Choosing the right industrial machinery stock requires insight into companies that lead innovation and market presence. Emerson Electric Co. (EMR) and Generac Holdings Inc. (GNRC) both operate in the industrial machinery sector, yet they target distinct market segments with overlapping focus on power and automation solutions. This article will analyze their strategies and performance to help you decide which company offers the most compelling investment opportunity in 2026.

Emerson Electric vs Generac Holdings: Company Comparison
Table of contents

Companies Overview

I will begin the comparison between Emerson Electric Co. and Generac Holdings Inc. by providing an overview of these two companies and their main differences.

Emerson Electric Co. Overview

Emerson Electric Co. is a technology and engineering company serving industrial, commercial, and residential markets globally. Its mission focuses on delivering automation and commercial solutions through two segments: Automation Solutions, which provides instrumentation, valves, and control systems for various industries; and Commercial & Residential Solutions, offering heating, air conditioning, and environmental control technologies. Founded in 1890 and headquartered in Saint Louis, MO, Emerson is a well-established leader in industrial machinery.

Generac Holdings Inc. Overview

Generac Holdings Inc. specializes in designing and manufacturing power generation equipment and energy storage systems for residential, light commercial, and industrial markets worldwide. Its product range includes standby generators, portable generators, outdoor power equipment, and clean energy solutions. Founded in 1959 and based in Waukesha, WI, Generac focuses on delivering reliable power solutions with a growing presence in clean energy technology.

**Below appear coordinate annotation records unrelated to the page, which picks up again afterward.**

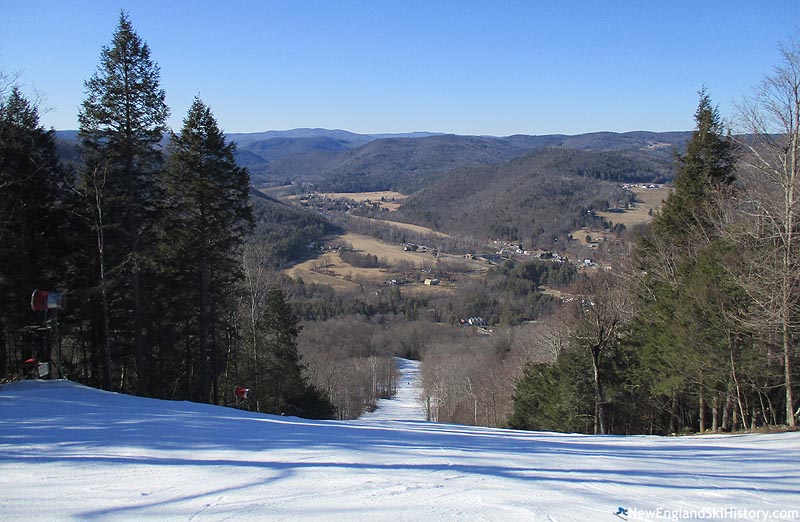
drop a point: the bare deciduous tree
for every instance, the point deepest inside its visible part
(771, 199)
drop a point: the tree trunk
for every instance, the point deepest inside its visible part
(787, 375)
(205, 370)
(702, 410)
(599, 414)
(715, 414)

Key similarities and differences

Both companies operate in the industrial machinery sector and serve residential and commercial markets, but Emerson has a broader global footprint and diversified product segments including automation technology. In contrast, Generac is more focused on power generation and energy storage solutions, with an emphasis on residential and light commercial applications. Emerson employs about 73K people, significantly more than Generac’s 5.4K, reflecting their different scales and market reach.

Income Statement Comparison

The table below presents a side-by-side comparison of key income statement metrics for Emerson Electric Co. and Generac Holdings Inc. for the most recent fiscal year available.

income comparison
MetricEmerson Electric Co.Generac Holdings Inc.
Market Cap81B9B
Revenue18.0B4.3B
EBITDA4.9B671M
EBIT3.2B499M
Net Income2.3B325M
EPS4.065.46
Fiscal Year20252024

Income Statement Interpretations

Emerson Electric Co.

Emerson Electric Co. displayed steady revenue growth from $12.9B in 2021 to $18.0B in 2025, with net income fluctuating, peaking at $13.2B in 2023 mostly due to discontinued operations, then normalizing to $2.3B in 2025. Margins remained favorable, with gross margin at 52.8% and net margin at 12.7% in 2025. The latest year showed slower revenue growth at 3% but strong EBIT growth of 35%, reflecting improved profitability.

Generac Holdings Inc.

Generac’s revenue rose from $2.5B in 2020 to $4.3B in 2024, with net income peaking at $533M in 2021 before declining to $325M in 2024. Gross margin was solid at 38.8%, and net margin improved to 7.6% in 2024. The latest fiscal year saw moderate revenue growth of 6.8% and a 49.9% increase in net margin, driven by a 64.8% EPS growth, although operational expenses grew in line with revenue.

Which one has the stronger fundamentals?

Emerson Electric shows stronger absolute scale, higher margins, and consistent EBIT expansion despite slower revenue growth recently. Generac demonstrates faster revenue growth and marked improvements in net margin and EPS, but lower overall profitability and smaller scale. Both have favorable income statement evaluations, though Emerson’s higher margin stability and size suggest stronger fundamentals in absolute terms.

Financial Ratios Comparison

Below is a comparison of key financial ratios for Emerson Electric Co. (EMR) and Generac Holdings Inc. (GNRC) based on the most recent full fiscal year data available.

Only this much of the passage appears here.